The answer of course lies in our food (highly processed, high fattening - but very tasty and easy-to-get products) and inactivity, particularly through leisure-saving and entertainment technology like cars, TV, computers, fork-lifts etc.
But any good health scientist doesn’t just look at the immediate cause of a disease. S/he looks at the ‘cause of the cause’. So what, in turn, has led us to fattening food and an inactive lifestyle?
Quite clearly, our affluence from a system of macro-economics (economic growth) that began around the time of the Industrial Revolution and was kicked along by post-Depression policies.
There’s no doubt that economic growth has been the biggest single positive influence on human health throughout history. Our life-spans have more than doubled and infectious diseases have all but been eliminated (well, not quite, but we’ll discuss that another time), all as a result of increased growth.
Does this mean such improvements will continue indefinitely? In economic terms there comes a time when further investment leads to diminishing rates of return on that investment.

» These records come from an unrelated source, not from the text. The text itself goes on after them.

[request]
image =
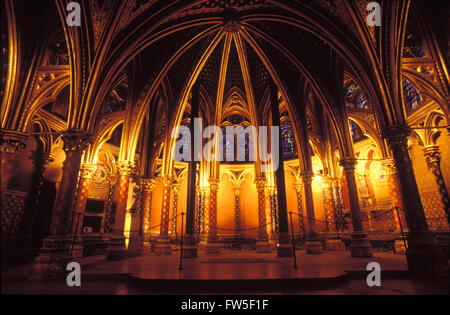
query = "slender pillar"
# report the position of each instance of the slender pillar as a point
(109, 222)
(116, 247)
(313, 244)
(147, 185)
(333, 241)
(52, 259)
(284, 248)
(237, 211)
(213, 246)
(262, 243)
(434, 156)
(359, 246)
(175, 191)
(396, 201)
(301, 220)
(424, 256)
(10, 144)
(190, 248)
(86, 172)
(40, 162)
(163, 243)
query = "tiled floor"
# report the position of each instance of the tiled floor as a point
(106, 277)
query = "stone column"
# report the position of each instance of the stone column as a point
(116, 247)
(175, 191)
(213, 245)
(313, 244)
(434, 156)
(163, 244)
(359, 245)
(262, 243)
(147, 185)
(108, 224)
(284, 248)
(86, 172)
(274, 211)
(333, 241)
(52, 259)
(424, 256)
(396, 201)
(237, 211)
(301, 220)
(40, 162)
(10, 144)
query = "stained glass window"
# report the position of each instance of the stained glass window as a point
(355, 131)
(361, 101)
(350, 88)
(186, 141)
(287, 139)
(411, 96)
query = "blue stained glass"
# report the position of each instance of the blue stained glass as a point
(350, 88)
(361, 101)
(287, 139)
(411, 96)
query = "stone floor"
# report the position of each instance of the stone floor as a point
(236, 272)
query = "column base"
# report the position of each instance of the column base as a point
(284, 248)
(360, 246)
(399, 246)
(212, 245)
(334, 245)
(116, 248)
(424, 256)
(263, 246)
(76, 247)
(135, 246)
(162, 246)
(51, 261)
(314, 247)
(190, 249)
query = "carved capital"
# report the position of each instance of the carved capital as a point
(213, 184)
(87, 170)
(389, 166)
(12, 141)
(306, 177)
(166, 180)
(348, 164)
(433, 153)
(260, 183)
(112, 179)
(148, 184)
(76, 140)
(175, 187)
(397, 136)
(126, 168)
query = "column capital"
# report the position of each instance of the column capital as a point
(213, 184)
(433, 153)
(12, 141)
(348, 164)
(260, 182)
(112, 179)
(390, 166)
(126, 168)
(87, 170)
(148, 183)
(76, 140)
(306, 176)
(175, 187)
(396, 135)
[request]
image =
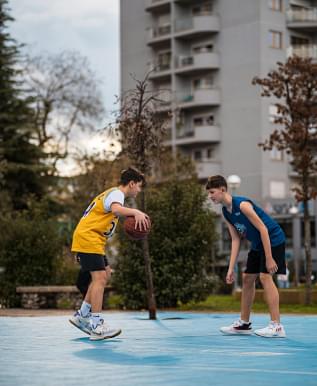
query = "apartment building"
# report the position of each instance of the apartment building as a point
(205, 53)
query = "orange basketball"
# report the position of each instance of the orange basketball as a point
(135, 234)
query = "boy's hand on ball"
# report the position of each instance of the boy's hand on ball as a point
(141, 221)
(229, 277)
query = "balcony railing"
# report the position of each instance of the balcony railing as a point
(199, 97)
(303, 51)
(160, 31)
(206, 168)
(200, 60)
(206, 22)
(159, 67)
(202, 134)
(188, 23)
(302, 15)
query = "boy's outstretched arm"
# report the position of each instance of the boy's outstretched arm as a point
(247, 209)
(235, 246)
(141, 219)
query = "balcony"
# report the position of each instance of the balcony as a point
(206, 168)
(160, 71)
(197, 62)
(198, 135)
(305, 18)
(164, 103)
(303, 51)
(159, 34)
(199, 98)
(196, 26)
(160, 6)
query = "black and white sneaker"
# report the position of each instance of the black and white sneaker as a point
(237, 328)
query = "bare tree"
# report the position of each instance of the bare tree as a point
(143, 131)
(66, 99)
(294, 83)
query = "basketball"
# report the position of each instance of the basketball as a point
(135, 234)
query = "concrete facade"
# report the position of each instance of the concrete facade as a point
(206, 53)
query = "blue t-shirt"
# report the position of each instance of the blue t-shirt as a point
(247, 230)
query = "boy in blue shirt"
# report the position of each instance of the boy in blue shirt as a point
(266, 256)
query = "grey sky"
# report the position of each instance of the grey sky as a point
(88, 26)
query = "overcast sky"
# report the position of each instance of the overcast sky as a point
(88, 26)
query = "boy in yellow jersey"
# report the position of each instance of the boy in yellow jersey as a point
(89, 242)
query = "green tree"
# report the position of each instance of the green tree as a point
(20, 159)
(181, 239)
(294, 84)
(28, 250)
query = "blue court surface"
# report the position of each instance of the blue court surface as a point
(179, 349)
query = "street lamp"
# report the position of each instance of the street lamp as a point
(296, 240)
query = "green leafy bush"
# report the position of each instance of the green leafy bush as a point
(29, 245)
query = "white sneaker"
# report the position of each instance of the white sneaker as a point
(273, 330)
(102, 331)
(80, 322)
(237, 328)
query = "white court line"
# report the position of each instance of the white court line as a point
(235, 370)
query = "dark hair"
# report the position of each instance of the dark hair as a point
(131, 174)
(216, 182)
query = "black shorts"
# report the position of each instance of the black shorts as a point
(256, 260)
(89, 262)
(92, 262)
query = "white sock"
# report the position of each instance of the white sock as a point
(95, 319)
(85, 309)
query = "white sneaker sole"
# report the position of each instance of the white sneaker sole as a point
(103, 337)
(242, 332)
(83, 329)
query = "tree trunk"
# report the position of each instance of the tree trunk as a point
(148, 270)
(308, 253)
(149, 280)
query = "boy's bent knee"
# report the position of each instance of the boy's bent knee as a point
(248, 279)
(265, 278)
(99, 276)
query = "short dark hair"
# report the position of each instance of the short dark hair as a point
(216, 182)
(131, 174)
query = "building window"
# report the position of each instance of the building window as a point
(202, 9)
(275, 39)
(210, 120)
(275, 5)
(203, 83)
(273, 114)
(202, 48)
(163, 61)
(276, 155)
(206, 120)
(197, 155)
(198, 121)
(209, 153)
(277, 189)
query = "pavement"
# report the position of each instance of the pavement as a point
(178, 349)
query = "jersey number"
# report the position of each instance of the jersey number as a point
(111, 230)
(87, 211)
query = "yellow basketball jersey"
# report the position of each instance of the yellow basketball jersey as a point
(95, 227)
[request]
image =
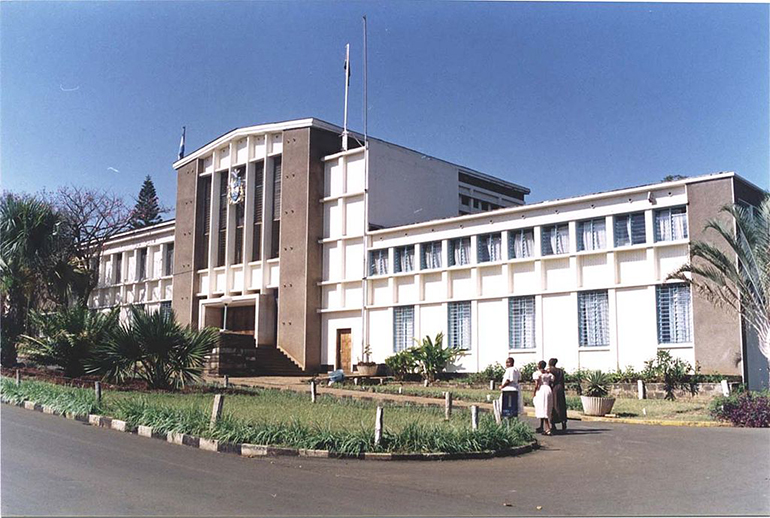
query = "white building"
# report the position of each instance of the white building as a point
(317, 252)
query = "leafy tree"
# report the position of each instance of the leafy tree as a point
(147, 210)
(67, 337)
(155, 348)
(29, 240)
(736, 276)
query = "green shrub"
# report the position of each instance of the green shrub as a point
(402, 364)
(597, 382)
(156, 349)
(432, 357)
(67, 337)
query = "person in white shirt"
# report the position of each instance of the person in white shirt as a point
(511, 382)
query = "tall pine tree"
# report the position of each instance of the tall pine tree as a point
(147, 210)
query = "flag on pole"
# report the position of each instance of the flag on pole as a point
(181, 143)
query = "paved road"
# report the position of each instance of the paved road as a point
(53, 466)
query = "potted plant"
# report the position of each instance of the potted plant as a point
(595, 401)
(366, 367)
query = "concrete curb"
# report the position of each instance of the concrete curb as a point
(259, 450)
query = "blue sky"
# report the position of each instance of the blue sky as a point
(564, 98)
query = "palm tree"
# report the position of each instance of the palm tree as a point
(29, 238)
(738, 278)
(155, 348)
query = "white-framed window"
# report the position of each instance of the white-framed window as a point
(593, 318)
(142, 260)
(592, 234)
(521, 322)
(555, 239)
(378, 262)
(459, 325)
(671, 224)
(521, 243)
(489, 247)
(403, 328)
(459, 251)
(674, 313)
(630, 229)
(430, 255)
(403, 259)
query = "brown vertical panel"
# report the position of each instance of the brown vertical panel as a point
(183, 301)
(299, 324)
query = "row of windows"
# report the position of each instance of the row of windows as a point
(141, 274)
(673, 320)
(629, 229)
(204, 215)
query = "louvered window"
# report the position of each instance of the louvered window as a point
(431, 255)
(489, 248)
(222, 238)
(555, 239)
(204, 222)
(168, 260)
(521, 243)
(459, 325)
(259, 187)
(403, 328)
(593, 318)
(671, 224)
(592, 234)
(275, 245)
(674, 314)
(459, 251)
(378, 262)
(630, 229)
(403, 259)
(521, 322)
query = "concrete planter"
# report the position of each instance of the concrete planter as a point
(597, 406)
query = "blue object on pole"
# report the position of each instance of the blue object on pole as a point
(336, 376)
(510, 407)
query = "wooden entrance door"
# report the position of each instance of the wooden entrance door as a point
(344, 350)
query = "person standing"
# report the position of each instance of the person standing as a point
(559, 413)
(543, 397)
(510, 382)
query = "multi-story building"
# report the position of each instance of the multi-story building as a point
(320, 252)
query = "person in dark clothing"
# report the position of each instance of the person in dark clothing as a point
(559, 412)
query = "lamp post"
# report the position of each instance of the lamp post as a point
(225, 301)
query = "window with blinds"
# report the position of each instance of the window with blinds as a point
(403, 328)
(630, 229)
(521, 322)
(430, 255)
(593, 318)
(275, 246)
(671, 224)
(489, 247)
(203, 222)
(459, 325)
(521, 243)
(378, 262)
(168, 260)
(222, 236)
(459, 251)
(142, 260)
(674, 314)
(591, 234)
(259, 187)
(555, 239)
(403, 259)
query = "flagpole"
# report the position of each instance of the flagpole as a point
(347, 84)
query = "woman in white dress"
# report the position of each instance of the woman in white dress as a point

Growth beyond this is therefore no longer rewarding, but begins to turn sour. As stated by one writer: “growth beyond maturity is either obesity or cancer.”
In other words, things grow, hit a ‘sweet spot’ where all is the best it can be, then proceed to decline.
Unlike animals, that run away and leave a good meal if frightened by predators, humans have a tendency to want to milk a sweet spot to its maximum. Like Cinderella, we often stay too long at the ball, only to find all our carriages have turned into pumpkins.
It’s a well recognised phenomena used in explanations like the Peter Principle, where someone will rise to a level above his or her competency in a work environment in an effort to find an even nicer sweet spot.
Economic growth hit the end of its sweet spot in the western world around 1980, the time at which the obesity epidemic got its kick-start. Since then obesity rates have increased almost in parallel with increases in Gross Domestic Product (GDP), that ridiculous measure of human achievement that we all cling to so voraciously.
But the economic sweet spot, like all sweet spots eventually had to come to an end.
And contrary to the belief of many economists (and politicians) about the current economic crisis (GFC Mark 2 - 2011) being a problem of “not enough growth”, a more reasoned view would be that it’s a sign of the death throes of the 200 year growth era, because, even as JM Keynes, the great Post-Depression economist said “nothing can grow forever”.
The Turkish Prime Minister Recep Tayyip Erdogan put it even more succinctly recently when he said: “Economic growth is a train you ride until you get to your destination. Then you get off.”
But stopping the growth train (even though it’s heading for a cliff) takes a long time. And few have even thought about stopping it at this stage. The turmoil in world financial markets may make this the time to do so.
After all, it was an economist who said “never let a good crisis go to waste.”